Bizim adalet arzumuz sona ermedi, çünkü Berkin'imizi bizden alan katiller bugün hala sokakta geziyor. Berkin'imizin katillerine hak ettikleri cezayı vermeyenler, avukatımız Can Atalay'ı, mücadele arkadaşımız Mücella Yapıcı'yı, her zaman yanımızda olan Tayfun Kahraman'ı, Çiğdem Mater'i, arkadaşlarımız Ali Hakan Altınay'ı ve Mine Özerden'i hapse tıkadı. Endişeliyiz. Okuması gereken çocuklarımız çalışmak zorunda bırakılıyor, tarikatlarda istismara uğruyor. Çocuklarımız en güvenli olması gereken mahallelerde, parklarda öldürülüyor. Oyun yaşındaki çocuklar sokaklarda zırhlı araçların çarpması sonucu katlediliyor. Devleti yönetenler ve yargı makamı sessizliğini koruyor, bu cezasızlıktan güç alanlar, çocuklarımızı katletmeye devam ediyor. Biz de bu nedenle yargı makamına sesleniyoruz. Berkin'imizin katillerini bir an önce cezalandırın, çünkü bir çocuğun yaşam hakkını ihlal edenlerin cezalandırılması, geride kalanların geleceğinin teminatı olacak. Başka Berkinler olmasın, çocuklar öldürülmesin diye adalet aramaktan vazgeçmiyoruz. Berkin'imiz, oğlumuz, yavrumuz, daima bizimlesin, daima seninleyiz."

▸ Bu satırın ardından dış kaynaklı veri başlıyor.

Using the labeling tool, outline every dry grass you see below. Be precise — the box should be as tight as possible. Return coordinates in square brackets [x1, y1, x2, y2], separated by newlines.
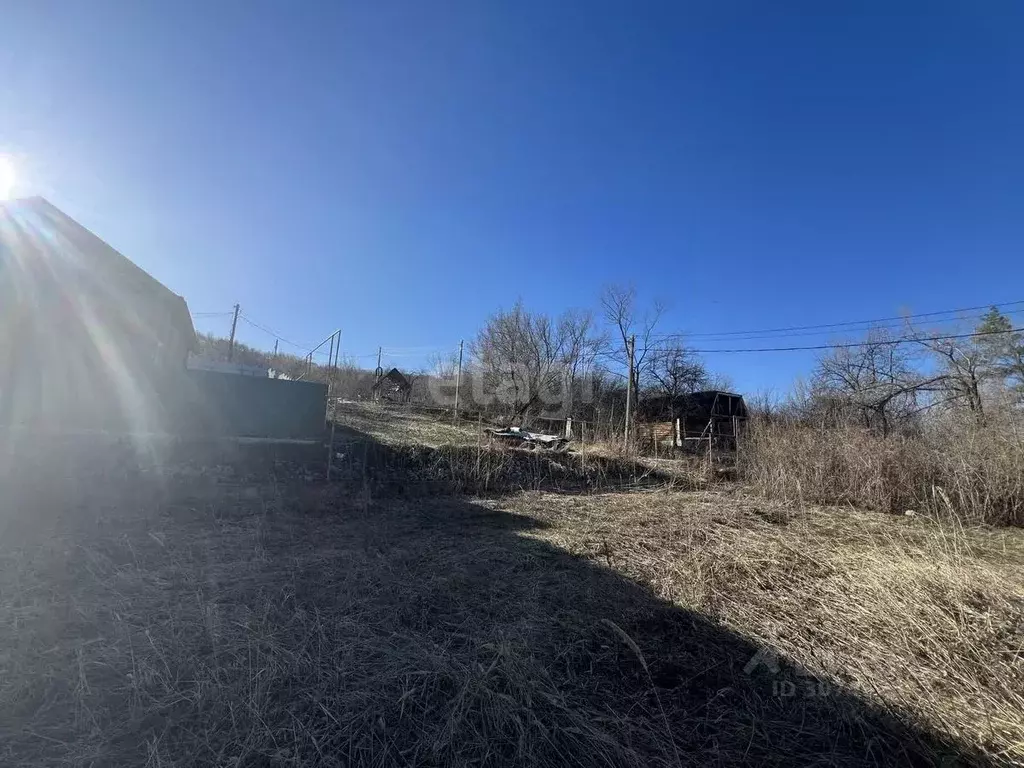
[334, 401, 480, 447]
[507, 493, 1024, 763]
[741, 419, 1024, 525]
[0, 417, 1024, 768]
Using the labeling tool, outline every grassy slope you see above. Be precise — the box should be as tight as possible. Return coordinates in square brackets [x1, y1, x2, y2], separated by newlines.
[0, 407, 1024, 766]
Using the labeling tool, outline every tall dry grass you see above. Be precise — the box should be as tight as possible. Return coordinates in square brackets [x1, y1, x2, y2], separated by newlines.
[740, 417, 1024, 525]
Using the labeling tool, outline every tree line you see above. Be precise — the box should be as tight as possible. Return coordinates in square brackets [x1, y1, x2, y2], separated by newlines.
[192, 294, 1024, 436]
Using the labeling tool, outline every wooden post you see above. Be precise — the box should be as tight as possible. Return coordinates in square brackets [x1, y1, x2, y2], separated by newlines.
[623, 336, 637, 446]
[454, 341, 463, 423]
[227, 304, 239, 362]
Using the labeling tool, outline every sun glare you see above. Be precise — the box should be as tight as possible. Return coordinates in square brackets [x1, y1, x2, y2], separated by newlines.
[0, 155, 16, 200]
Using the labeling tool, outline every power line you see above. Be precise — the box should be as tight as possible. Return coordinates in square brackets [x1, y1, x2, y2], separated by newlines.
[659, 309, 1024, 342]
[651, 301, 1024, 339]
[663, 329, 1024, 354]
[239, 314, 310, 352]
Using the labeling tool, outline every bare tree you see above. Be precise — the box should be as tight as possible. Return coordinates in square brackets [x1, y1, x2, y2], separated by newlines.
[601, 286, 665, 391]
[907, 328, 988, 421]
[470, 302, 586, 423]
[559, 310, 606, 418]
[641, 344, 711, 397]
[812, 329, 926, 434]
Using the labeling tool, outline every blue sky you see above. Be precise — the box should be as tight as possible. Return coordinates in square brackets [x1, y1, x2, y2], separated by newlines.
[0, 0, 1024, 390]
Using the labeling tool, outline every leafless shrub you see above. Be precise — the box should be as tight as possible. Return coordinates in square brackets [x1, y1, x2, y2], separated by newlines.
[740, 414, 1024, 525]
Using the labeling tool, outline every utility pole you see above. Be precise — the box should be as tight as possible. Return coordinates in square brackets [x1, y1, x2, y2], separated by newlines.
[623, 336, 637, 445]
[453, 340, 463, 421]
[227, 304, 239, 362]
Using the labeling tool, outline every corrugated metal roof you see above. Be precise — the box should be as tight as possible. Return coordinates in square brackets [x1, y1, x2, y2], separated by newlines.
[0, 197, 195, 343]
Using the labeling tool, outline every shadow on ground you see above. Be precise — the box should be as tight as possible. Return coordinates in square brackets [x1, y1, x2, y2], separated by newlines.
[0, 433, 995, 766]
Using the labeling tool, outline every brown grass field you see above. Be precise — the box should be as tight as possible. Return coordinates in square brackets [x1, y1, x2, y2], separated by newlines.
[0, 406, 1024, 767]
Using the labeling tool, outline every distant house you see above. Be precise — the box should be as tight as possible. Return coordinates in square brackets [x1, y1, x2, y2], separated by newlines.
[0, 198, 196, 427]
[373, 368, 413, 402]
[637, 390, 748, 447]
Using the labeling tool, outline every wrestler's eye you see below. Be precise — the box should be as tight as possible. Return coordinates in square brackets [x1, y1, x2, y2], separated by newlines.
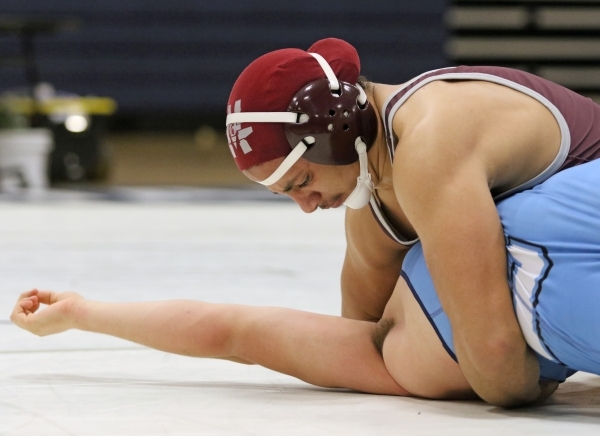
[298, 175, 311, 188]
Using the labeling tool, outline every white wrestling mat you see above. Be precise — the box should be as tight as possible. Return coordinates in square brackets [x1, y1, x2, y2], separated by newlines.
[0, 195, 600, 436]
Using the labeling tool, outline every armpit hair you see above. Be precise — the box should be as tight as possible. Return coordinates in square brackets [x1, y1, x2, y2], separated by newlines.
[371, 318, 396, 356]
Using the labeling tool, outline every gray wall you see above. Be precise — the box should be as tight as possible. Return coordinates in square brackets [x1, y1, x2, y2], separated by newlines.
[0, 0, 446, 122]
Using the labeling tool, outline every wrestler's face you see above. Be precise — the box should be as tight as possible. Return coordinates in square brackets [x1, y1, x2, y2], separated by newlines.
[244, 158, 359, 213]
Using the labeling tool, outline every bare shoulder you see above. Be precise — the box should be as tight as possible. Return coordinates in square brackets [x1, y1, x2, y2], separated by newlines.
[393, 81, 560, 194]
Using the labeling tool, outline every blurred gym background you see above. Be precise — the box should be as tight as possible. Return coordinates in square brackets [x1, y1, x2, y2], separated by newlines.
[0, 0, 600, 191]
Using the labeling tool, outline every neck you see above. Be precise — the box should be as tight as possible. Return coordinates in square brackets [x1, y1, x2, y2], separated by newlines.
[365, 83, 395, 187]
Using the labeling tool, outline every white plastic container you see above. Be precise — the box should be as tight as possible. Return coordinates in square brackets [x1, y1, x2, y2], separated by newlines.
[0, 128, 53, 192]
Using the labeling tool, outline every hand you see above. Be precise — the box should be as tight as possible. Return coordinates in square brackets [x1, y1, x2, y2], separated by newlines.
[532, 380, 559, 406]
[10, 289, 83, 336]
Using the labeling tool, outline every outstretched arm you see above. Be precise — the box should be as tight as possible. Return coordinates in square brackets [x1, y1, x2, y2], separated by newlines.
[11, 290, 409, 395]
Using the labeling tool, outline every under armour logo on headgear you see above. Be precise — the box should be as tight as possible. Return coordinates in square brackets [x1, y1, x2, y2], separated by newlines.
[227, 100, 252, 157]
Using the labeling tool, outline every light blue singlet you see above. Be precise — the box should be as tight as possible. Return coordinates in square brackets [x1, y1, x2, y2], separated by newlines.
[401, 160, 600, 381]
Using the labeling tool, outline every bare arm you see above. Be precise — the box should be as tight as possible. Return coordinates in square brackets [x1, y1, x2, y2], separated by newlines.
[342, 207, 406, 321]
[11, 291, 408, 395]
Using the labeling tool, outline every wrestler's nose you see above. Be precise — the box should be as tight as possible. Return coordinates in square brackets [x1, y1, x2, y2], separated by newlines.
[289, 190, 321, 213]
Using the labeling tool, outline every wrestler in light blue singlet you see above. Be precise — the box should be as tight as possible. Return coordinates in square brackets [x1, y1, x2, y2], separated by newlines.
[401, 161, 600, 381]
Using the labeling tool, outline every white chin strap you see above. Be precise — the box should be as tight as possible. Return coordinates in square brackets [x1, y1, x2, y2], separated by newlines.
[226, 53, 373, 209]
[344, 137, 373, 209]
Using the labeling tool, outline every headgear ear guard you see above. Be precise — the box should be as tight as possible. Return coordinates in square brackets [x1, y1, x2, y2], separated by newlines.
[227, 53, 377, 209]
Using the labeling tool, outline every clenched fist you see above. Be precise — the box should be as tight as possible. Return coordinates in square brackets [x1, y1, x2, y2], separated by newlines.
[10, 289, 83, 336]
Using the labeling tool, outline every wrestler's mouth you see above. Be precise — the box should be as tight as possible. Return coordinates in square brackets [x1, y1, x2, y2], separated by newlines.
[319, 194, 344, 210]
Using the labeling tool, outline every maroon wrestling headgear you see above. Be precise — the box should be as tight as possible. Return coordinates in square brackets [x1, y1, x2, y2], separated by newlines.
[227, 38, 377, 208]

CAN ATALAY: EMRİ VERENLER İÇİN ADALETE YÜRÜYECEK ÇOK YOLUMUZ VAR
Türkiye İşçi Partisi'nden (TİP) Hatay Milletvekili seçilmesine karşın cezaevinde tutulan Can Atalay'ın anma için gönderdiği mesajı avukat Deniz Özen okudu. Atalay, mesajında şunları kaydetti:
"Tam 10 yıl önce sabahın seher vaktinde, neredeyse evinin önünde bir çocuğu vurdular. Kara saçlı, kara kaşlı, kara gözlüydü. Aylarca uyudu. Milyonlar bekledi uyanmasını. Onu sadece tetiği çeken el öldürmedi. Evet, nice mücadeleler sonucunda adaleti kazanmaya doğru bir adım atıldı ancak emri verenler için adalete yürüyecek çok yolumuz var. Ne Ramallah'ta ne Soweto'da ve ne de Okmeydanı'nda uyandığı için bir çocuk böyle bir zulme hak görülemez. Ne Ramallah'ta ne Soweto'da ve ne de Okmeydanı'nda öldürülen bir çocuğun annesini yuhalatan karanlık, yokmuş gibi yaşanamaz. Bu karanlığı aşacağız. Memleketi eşitliğin, özgürlüğün, kardeşliğin ve adaletin yurdu olarak baştan başa yeniden kuracağız."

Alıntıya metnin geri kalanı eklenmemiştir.